Use custom prompt dataset for model evaluation in Amazon Bedrock - Amazon Bedrock

Use custom prompt dataset for model evaluation in Amazon Bedrock

You can use a custom prompt dataset in model evaluation jobs.

Custom prompt datasets must be stored in Amazon S3, and use the JSON line format and use the .jsonl file extension. When you upload the dataset to Amazon S3 make sure that you update the Cross Origin Resource Sharing (CORS) configuration on the S3 bucket. To learn more about the required CORS permissions, see Required Cross Origin Resource Sharing (CORS) permission on S3 buckets.

Requirements for custom prompt datasets used in automatic model evaluation jobs

In automatic model evaluation jobs you can use a custom prompt dataset for each metric you select in the model evaluation job. Custom datasets use the JSON line format (.jsonl), and each line must be a valid JSON object. There can be up to 1000 prompts in your dataset per automatic evaluation job.

You must use the following keys in a custom dataset.

  • prompt – required to indicate the input for the following tasks:

    • The prompt that your model should respond to, in general text generation.

    • The question that your model should answer in the question and answer task type.

    • The text that your model should summarize in text summarization task.

    • The text that your model should classify in classification tasks.

  • referenceResponse – required to indicate the ground truth response against which your model is evaluated for the following tasks types:

    • The answer for all prompts in question and answer tasks.

    • The answer for all accuracy, and robustness evaluations.

  • category– (optional) generates evaluation scores reported for each category.

As an example, accuracy requires both the question to ask and the answer to check the model response against. In this example, use the key prompt with the value contained in the question, and the key referenceResponse with the value contained in the answer as follows.

{ "prompt": "Bobigny is the capital of", "referenceResponse": "Seine-Saint-Denis", "category": "Capitals" }

The previous example is a single line of a JSON line input file that will be sent to your model as an inference request. Model will be invoked for every such record in your JSON line dataset. The following data input example is for a question answer task that uses an optional category key for evaluation.

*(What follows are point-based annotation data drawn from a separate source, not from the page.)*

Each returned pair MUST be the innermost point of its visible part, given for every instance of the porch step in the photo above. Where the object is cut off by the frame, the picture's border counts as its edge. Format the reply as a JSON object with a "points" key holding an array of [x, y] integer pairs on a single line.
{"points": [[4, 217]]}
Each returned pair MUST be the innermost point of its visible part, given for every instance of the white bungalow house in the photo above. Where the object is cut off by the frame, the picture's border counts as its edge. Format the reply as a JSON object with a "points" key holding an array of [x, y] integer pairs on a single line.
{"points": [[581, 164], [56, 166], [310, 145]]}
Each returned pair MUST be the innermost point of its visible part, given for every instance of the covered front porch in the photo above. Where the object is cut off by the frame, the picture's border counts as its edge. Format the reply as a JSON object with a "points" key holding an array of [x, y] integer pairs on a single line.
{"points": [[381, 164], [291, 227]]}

{"prompt":"Aurillac is the capital of", "category":"Capitals", "referenceResponse":"Cantal"} {"prompt":"Bamiyan city is the capital of", "category":"Capitals", "referenceResponse":"Bamiyan Province"} {"prompt":"Sokhumi is the capital of", "category":"Capitals", "referenceResponse":"Abkhazia"}

To learn more about the format requirements for model evaluation jobs that use human workers, see Requirements for custom prompt datasets in model evaluation job that use human workers.

Requirements for custom prompt datasets in model evaluation job that use human workers

In the JSON line format, each line is a valid JSON object. A prompt dataset can have a maximum of 1000 prompts per model evaluation job.

A valid prompt entry must contain the prompt key. Both category and referenceResponse are optional. Use the category key to label your prompt with a specific category that you can use to filter the results when reviewing them in the model evaluation report card. Use the referenceResponse key to specify the ground truth response that your workers can reference during the evaluation.

In the worker UI, what you specify for prompt and referenceResponse are visible to your human workers.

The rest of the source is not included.